No voy a entrar aquí a discutir las políticas internacionales que practica el mundo occidental en el tercer mundo, porque sería meterme en camisa de once varas. Cualquier cosa que al respecto opine, encontraría fácil réplica con argumentos que se basen en la necesidad de defender nuestro estilo de vida, en la conveniencia de estabilizar los focos conflictivos allá donde se produzcan e, incluso, en la obligación de proteger en sus lugares de origen a las poblaciones afectadas, explicaciones que, no lo voy a negar, estarían en gran medida cargadas de razón, al menos en parte.

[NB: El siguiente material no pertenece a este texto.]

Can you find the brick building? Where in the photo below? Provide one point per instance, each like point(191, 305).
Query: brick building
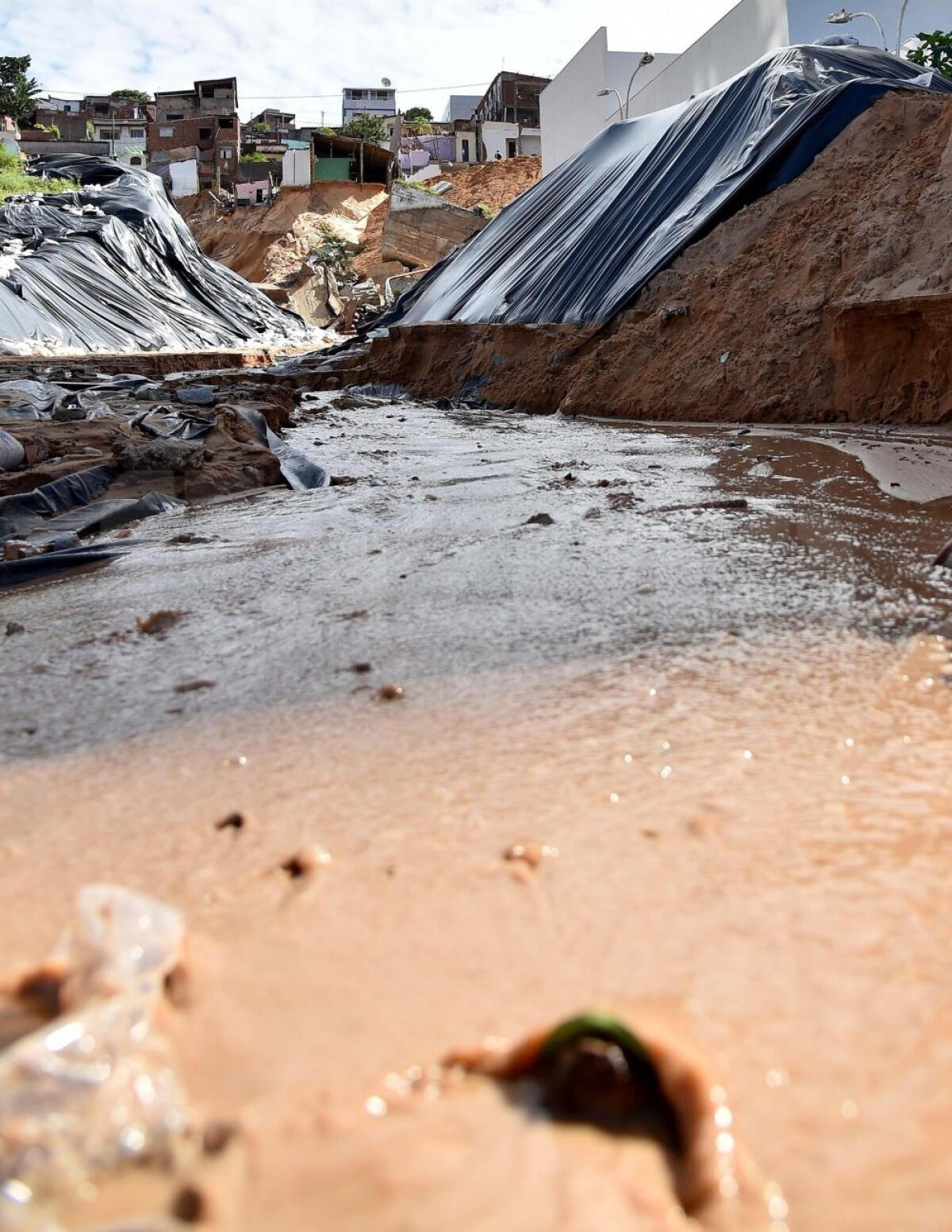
point(214, 96)
point(214, 140)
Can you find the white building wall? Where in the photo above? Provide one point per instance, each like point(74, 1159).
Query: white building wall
point(467, 149)
point(570, 109)
point(751, 29)
point(495, 133)
point(185, 178)
point(368, 106)
point(296, 169)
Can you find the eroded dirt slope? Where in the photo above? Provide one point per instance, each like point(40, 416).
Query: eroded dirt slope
point(827, 300)
point(267, 243)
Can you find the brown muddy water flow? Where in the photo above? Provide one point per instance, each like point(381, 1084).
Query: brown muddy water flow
point(720, 735)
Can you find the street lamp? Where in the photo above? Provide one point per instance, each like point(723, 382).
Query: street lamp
point(900, 30)
point(646, 59)
point(604, 94)
point(843, 16)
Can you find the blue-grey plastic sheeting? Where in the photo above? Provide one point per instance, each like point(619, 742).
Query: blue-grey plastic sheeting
point(582, 243)
point(113, 267)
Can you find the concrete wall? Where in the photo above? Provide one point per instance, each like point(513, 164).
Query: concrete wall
point(755, 27)
point(572, 111)
point(296, 169)
point(497, 136)
point(751, 29)
point(470, 152)
point(185, 178)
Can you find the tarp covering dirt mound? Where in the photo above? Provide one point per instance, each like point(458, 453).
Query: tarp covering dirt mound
point(113, 267)
point(582, 243)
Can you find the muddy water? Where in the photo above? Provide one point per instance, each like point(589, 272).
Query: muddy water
point(729, 728)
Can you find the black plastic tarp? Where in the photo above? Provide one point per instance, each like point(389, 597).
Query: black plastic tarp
point(582, 243)
point(115, 267)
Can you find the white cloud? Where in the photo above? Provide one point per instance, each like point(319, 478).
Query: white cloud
point(282, 48)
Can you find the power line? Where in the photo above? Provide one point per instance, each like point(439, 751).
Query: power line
point(409, 89)
point(336, 94)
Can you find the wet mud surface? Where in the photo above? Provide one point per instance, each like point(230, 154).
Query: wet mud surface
point(466, 541)
point(684, 764)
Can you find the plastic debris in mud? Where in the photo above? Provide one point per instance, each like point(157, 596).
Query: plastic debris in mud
point(94, 1088)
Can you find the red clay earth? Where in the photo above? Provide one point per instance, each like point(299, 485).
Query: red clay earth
point(831, 300)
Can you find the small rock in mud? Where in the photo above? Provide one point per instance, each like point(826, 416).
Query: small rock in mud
point(156, 624)
point(196, 396)
point(178, 986)
point(189, 1205)
point(726, 503)
point(217, 1136)
point(186, 537)
point(160, 454)
point(531, 854)
point(232, 822)
point(943, 559)
point(42, 989)
point(305, 862)
point(622, 501)
point(19, 550)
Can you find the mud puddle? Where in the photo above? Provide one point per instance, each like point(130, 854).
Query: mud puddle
point(467, 541)
point(684, 766)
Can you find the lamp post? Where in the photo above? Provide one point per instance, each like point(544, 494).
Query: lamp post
point(843, 16)
point(900, 29)
point(604, 94)
point(646, 59)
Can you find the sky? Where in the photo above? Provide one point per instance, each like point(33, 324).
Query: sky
point(290, 53)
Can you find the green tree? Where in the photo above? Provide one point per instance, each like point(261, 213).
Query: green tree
point(934, 52)
point(367, 129)
point(17, 91)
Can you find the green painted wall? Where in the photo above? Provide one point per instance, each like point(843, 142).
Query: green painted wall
point(332, 169)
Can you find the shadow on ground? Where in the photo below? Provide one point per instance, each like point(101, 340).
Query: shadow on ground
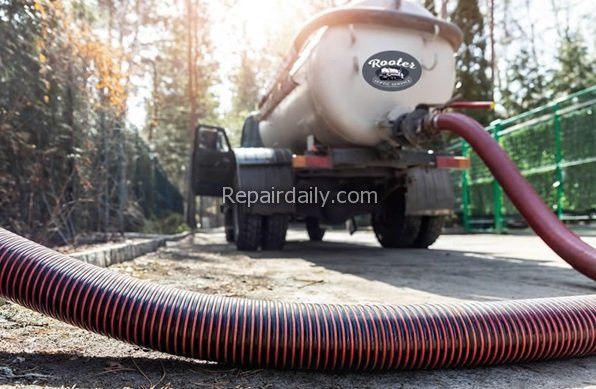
point(466, 275)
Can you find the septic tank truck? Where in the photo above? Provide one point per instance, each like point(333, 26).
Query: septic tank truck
point(341, 119)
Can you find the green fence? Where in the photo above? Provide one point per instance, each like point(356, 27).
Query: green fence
point(554, 146)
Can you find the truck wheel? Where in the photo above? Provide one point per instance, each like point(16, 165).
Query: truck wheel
point(273, 234)
point(430, 229)
point(247, 229)
point(229, 224)
point(314, 230)
point(391, 226)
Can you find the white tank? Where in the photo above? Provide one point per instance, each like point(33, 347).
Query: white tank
point(349, 77)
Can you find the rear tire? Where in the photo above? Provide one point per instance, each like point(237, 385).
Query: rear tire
point(247, 229)
point(430, 230)
point(273, 232)
point(314, 230)
point(392, 227)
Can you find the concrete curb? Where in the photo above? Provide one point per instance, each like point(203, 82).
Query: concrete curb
point(122, 252)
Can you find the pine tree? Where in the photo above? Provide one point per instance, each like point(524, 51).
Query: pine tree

Por ese motivo no voy a enfocar por ahí mis reflexiones. Me limitaré escuetamente a comentar la miopía de los que sólo se indignan ante los ataques a los suyos e ignoran por completo el sufrimiento de los otros, el dolor de aquellos ciudadanos afectados por la barbarie que ahora mismo se da en tantos lugares del mundo.
Mientras los habitantes del primer mundo no seamos conscientes de las continuas injusticias que se cometen, por acción o por omisión, en los países subdesarrollados, y como consecuencia no exijamos a nuestros mandatarios que pongan fin a tanto agravio, las barbaridades en nuestro suelo se sucederán una tras otra y no habrá manera de frenarlas. Los expertos lo dicen: no hay fuerza en el mundo capaz de derrotar al enemigo en esta guerra asimétrica, donde sus mortíferas armas son fáciles de manejar y cuando los autores de los atentados están dispuestos a inmolarse por docenas. Se perfeccionará la lucha antiterrorista, se mejorarán los sistemas de control de las poblaciones de inmigrantes que los acogen, se coordinarán mejor entre los países afectados los procedimientos preventivos, pero en tanto en cuanto la injusticia no desaparezca de los focos de tensión, será difícil, por no decir imposible, acabar con esta lacra.
Aunque los entienda y los comparta, los gritos de indignación que surgen en Europa tras los atentados que se cometen contra sus ciudadanos se me antojan en cierto modo hipócritas. Debemos indignarnos, claro que sí; pero al mismo tiempo es preciso meditar sobre las causas, para después pedirle a nuestros políticos que cambien de estrategia, que no olviden que quien siembra vientos recoge tempestades. Porque eso es lo que en realidad está sucediendo en el mundo de hoy, debido a la ceguera de unos, a los intereses de otros y al consentimiento de muchos.
Ahora todos somos Bruselas. Seamos también Bagdad, Damasco, Gaza o Alepo.